Introduced December 3, 2025 by John Wright Hickenlooper · Last progress December 3, 2025
The bill strengthens scientific standards, transparency, and funding for federal vaccine recommendations and injury-table decisions—improving predictability and access—while trading off added taxpayer cost, tighter legal and evidentiary constraints that can slow or complicate updates (and prompt litigation), and deadlines or statutory adoption rules that may reduce flexibility or risk rushed guidance.
Patients, clinicians, and public-health programs will see vaccine policy and compensation decisions governed by a stronger, explicit scientific standard (a required 'preponderance of the best available, peer‑reviewed evidence'), producing more evidence‑based ACIP recommendations and Vaccine Injury Table changes.
Children (including those eligible for Vaccines for Children) and Medicaid beneficiaries will have clearer statutory immunization schedules and VFC purchasing/coverage rules, improving vaccine access and program predictability.
Newly licensed vaccines and new vaccine indications will be considered on an accelerated timeline (statutory 90‑day recommendation deadline), which can speed availability and uptake of newly authorized vaccines for patients who need them.
Raising and codifying a stringent 'preponderance of the best available scientific evidence' standard risks slowing removals or updates to the Vaccine Injury Table, increasing litigation and administrative burdens, and—if applied conservatively—keeping outdated compensable items on the Table or discouraging manufacturers.
The 90‑day statutory deadline for ACIP recommendations could pressure deliberations and lead to rushed or less‑thorough guidance on complex evidence, risking poorer clinical/public‑health decisions.
The bill authorizes federal appropriations (about $2.8M/year) to fund ACIP operations, a recurring taxpayer cost and addition to budgetary demands.
Based on analysis of 3 sections of legislative text.

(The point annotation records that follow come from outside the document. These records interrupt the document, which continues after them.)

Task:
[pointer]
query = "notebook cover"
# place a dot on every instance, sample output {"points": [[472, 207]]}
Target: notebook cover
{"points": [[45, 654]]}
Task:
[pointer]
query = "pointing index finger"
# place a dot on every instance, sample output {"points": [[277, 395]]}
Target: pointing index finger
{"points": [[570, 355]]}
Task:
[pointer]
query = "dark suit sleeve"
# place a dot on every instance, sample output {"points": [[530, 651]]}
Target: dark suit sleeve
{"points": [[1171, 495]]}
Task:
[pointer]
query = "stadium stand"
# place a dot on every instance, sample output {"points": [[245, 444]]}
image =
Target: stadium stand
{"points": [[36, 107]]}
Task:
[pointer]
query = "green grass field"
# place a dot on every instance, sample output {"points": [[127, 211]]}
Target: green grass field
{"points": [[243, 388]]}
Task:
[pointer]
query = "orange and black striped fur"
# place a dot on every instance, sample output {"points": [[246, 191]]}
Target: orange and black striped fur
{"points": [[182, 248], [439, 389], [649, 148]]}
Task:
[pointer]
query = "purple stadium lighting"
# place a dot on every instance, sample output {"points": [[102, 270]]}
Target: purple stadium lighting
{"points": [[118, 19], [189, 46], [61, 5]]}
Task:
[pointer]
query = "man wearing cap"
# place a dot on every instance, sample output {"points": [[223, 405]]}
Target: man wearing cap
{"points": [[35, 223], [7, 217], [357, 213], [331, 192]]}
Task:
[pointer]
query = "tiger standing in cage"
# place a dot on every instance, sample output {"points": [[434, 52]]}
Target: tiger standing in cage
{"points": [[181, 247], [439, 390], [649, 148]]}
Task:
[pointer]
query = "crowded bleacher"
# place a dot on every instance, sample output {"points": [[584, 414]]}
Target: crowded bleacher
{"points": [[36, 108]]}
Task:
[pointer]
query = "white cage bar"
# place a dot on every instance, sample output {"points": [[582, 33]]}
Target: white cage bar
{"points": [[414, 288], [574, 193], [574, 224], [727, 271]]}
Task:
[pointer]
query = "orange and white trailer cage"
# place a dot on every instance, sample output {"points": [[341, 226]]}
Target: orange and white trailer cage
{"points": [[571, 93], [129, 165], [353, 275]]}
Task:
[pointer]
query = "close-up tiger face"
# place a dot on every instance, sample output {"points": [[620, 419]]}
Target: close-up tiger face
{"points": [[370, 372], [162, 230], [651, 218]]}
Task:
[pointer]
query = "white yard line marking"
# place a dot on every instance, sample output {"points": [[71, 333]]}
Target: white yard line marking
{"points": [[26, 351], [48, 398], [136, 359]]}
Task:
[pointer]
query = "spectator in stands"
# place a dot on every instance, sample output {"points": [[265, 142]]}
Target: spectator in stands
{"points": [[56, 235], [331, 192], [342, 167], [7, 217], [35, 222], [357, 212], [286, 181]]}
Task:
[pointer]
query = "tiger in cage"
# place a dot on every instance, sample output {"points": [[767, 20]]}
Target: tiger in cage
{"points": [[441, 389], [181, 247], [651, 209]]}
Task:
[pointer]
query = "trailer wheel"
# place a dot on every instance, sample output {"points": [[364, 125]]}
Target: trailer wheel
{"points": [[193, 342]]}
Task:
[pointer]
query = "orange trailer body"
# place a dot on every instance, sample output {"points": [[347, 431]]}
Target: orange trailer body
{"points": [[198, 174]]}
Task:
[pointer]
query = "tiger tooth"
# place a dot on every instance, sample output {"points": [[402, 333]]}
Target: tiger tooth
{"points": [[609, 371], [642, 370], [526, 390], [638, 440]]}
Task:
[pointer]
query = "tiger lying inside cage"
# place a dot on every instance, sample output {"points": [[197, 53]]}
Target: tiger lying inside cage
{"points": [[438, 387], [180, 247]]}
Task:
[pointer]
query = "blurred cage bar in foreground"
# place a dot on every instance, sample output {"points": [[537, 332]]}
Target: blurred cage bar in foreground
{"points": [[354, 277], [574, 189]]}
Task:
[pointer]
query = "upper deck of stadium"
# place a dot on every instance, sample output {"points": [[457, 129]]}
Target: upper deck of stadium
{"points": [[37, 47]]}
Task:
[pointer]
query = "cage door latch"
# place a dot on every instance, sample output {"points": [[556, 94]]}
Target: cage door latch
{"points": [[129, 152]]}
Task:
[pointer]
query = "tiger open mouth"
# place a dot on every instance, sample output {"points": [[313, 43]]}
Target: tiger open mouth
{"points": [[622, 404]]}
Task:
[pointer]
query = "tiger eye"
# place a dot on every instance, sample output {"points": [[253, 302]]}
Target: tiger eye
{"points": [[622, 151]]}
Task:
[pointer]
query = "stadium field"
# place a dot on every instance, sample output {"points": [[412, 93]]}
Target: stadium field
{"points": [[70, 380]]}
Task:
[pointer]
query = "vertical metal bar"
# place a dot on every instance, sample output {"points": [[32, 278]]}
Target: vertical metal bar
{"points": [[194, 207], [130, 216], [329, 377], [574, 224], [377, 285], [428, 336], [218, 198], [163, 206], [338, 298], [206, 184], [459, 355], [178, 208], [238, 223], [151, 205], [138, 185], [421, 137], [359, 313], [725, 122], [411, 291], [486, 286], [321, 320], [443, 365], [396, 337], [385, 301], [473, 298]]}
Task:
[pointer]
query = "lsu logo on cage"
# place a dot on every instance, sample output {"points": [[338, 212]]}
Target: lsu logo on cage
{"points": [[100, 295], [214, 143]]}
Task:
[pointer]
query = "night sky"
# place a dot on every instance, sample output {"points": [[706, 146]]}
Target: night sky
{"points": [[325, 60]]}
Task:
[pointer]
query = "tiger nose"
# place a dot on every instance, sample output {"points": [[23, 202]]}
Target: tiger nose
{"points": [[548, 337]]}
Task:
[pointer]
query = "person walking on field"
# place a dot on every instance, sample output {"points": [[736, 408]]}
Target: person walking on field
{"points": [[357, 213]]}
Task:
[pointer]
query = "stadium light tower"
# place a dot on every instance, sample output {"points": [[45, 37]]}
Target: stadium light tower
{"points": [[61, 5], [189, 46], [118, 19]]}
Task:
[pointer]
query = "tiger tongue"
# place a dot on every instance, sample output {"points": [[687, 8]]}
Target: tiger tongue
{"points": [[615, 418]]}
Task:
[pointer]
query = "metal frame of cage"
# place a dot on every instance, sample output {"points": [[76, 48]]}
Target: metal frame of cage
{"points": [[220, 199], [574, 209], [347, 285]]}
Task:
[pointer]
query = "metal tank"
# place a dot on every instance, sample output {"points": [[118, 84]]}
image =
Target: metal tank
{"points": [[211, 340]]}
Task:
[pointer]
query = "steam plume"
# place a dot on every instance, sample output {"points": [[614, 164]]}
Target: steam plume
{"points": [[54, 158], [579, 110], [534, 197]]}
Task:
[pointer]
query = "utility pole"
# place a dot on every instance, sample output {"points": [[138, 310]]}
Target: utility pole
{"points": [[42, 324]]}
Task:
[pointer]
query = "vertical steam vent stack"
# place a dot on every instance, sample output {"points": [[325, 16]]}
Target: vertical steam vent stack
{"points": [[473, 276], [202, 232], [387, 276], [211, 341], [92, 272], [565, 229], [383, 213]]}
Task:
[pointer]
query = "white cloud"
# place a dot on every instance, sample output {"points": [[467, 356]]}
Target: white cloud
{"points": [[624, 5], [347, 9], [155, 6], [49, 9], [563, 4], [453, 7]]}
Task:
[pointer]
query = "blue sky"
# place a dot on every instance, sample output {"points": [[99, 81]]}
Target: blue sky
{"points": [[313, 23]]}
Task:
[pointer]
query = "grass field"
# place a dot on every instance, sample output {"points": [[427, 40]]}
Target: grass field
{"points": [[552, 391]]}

Codifies ACIP into statute, requires vaccine recommendations and Vaccine Injury Table changes to meet a preponderance of peer‑reviewed scientific evidence, and sets timelines and publication/notification duties.
Creates statutory rules for how the federal vaccine advisory committee and HHS must handle vaccine recommendations and changes to the Vaccine Injury Table. It codifies the Advisory Committee on Immunization Practices into the Public Health Service Act, requires decisions to be based on a preponderance of the best available peer‑reviewed scientific evidence, sets timelines and publication/notification duties for the CDC Director and the Committee, and requires that removals or other modifications to the Vaccine Injury Table meet the same evidentiary standard.